Isometrics are mentioned in various vertical jumping programs as a way to build your muscular power. In this article you will learn what exactly they are and how some trainers recommend them to develop your jumping ability. Ultimately though, I cannot recommend isometrics over resistance training, due to the inability of isometric training to really overload the muscles.

Isometric Definition

Isometrics are static contractions: muscle contractions where the muscle contracts without actually moving. An isometric contraction occurs any time you hold a weight in a set position, known as an isometric performance contraction, or push/pull against an immovable entity, called an overcoming isometric contraction.

An isometric contraction will occur with each vertical jump. For the most part, this only happens for a fraction of a second from when you switch from descending to exploding. That fleeting moment when you’re not moving up or down is an isometric contraction.

Isometrics in Vertical Jump Training

At first glance, completing a static contraction seems counterproductive to advancing jumping ability, when you consider that a vertical jump is a movement, after all, not a hold. But since many vertical jump programs recommend isometrics, let’s take a closer look.

The vertical jump is an expression of muscular power. Our vertical jump formula is force (strength) times velocity (velocity) equals explosion. Strength is determined by both the size and the number of muscle fibers recruited.

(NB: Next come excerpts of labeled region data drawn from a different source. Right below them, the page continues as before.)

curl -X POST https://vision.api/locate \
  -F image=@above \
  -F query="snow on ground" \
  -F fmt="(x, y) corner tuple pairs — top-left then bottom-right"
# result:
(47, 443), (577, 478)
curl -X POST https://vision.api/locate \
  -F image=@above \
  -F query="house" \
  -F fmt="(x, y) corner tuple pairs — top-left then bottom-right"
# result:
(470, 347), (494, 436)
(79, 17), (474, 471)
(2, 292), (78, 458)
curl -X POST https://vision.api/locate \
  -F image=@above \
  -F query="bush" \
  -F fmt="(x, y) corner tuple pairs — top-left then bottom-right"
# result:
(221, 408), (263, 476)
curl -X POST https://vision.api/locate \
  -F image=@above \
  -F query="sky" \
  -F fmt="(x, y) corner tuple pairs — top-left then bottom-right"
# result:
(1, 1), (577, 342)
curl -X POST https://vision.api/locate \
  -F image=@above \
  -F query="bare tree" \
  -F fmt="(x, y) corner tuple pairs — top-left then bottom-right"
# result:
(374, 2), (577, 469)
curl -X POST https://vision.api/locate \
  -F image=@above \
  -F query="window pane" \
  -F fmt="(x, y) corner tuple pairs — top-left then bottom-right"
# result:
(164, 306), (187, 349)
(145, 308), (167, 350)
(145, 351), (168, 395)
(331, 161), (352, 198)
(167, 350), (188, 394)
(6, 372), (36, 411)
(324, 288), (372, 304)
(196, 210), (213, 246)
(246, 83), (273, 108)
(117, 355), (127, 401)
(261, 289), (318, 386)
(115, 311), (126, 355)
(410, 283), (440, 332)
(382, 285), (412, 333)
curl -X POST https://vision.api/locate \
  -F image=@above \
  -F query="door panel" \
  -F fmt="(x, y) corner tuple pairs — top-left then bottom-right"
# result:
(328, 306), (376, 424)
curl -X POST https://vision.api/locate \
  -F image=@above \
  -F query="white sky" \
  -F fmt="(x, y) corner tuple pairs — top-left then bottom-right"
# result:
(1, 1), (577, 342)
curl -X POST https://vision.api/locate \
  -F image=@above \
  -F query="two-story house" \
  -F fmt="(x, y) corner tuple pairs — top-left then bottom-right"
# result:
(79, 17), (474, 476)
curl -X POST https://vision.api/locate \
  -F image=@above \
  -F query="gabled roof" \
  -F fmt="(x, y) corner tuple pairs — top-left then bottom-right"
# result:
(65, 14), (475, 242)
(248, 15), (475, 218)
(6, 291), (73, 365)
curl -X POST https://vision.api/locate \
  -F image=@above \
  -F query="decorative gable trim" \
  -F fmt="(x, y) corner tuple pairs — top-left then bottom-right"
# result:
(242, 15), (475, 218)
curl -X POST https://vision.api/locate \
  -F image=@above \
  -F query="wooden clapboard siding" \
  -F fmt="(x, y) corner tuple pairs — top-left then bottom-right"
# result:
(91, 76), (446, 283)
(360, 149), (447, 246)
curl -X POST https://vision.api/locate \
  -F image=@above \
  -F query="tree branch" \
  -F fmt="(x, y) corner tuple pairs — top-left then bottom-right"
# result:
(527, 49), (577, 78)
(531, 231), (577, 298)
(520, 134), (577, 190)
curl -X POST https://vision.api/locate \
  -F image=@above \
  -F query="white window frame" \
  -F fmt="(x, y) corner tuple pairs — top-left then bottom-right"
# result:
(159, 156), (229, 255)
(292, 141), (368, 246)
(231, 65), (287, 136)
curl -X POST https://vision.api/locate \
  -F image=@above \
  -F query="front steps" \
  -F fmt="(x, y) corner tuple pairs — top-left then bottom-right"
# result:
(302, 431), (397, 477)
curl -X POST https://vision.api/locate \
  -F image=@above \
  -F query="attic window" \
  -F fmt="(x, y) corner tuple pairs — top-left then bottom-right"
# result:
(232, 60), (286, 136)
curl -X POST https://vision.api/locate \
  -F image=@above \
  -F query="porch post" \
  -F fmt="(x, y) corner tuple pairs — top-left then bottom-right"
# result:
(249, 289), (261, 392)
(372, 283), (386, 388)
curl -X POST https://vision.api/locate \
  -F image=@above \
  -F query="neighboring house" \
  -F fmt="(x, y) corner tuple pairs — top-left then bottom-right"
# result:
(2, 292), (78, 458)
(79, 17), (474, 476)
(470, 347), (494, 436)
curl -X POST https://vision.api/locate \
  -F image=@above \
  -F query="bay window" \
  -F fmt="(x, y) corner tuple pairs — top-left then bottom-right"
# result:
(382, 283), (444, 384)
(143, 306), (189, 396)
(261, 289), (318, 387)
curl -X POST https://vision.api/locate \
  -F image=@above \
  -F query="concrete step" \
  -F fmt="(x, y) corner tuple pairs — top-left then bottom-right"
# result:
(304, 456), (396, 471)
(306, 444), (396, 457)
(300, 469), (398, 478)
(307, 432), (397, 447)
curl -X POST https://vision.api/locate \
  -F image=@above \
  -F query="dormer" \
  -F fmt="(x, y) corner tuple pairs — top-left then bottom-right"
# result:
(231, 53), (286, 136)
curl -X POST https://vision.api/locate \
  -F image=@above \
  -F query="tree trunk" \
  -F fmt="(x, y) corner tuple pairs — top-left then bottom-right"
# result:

Isometric training, it is postulated, is a must-have way to get your muscles to recruit more fibers. To statically hold or maximally contract against a heavy or immovable weight, your body begins to fire up and recruit more fibers to maintain that grip or intensity. This means that your contractions would start to become more neurologically efficient; Unfortunately, this doesn’t carry over to your vertical jump training, because you won’t be able to overload your muscles.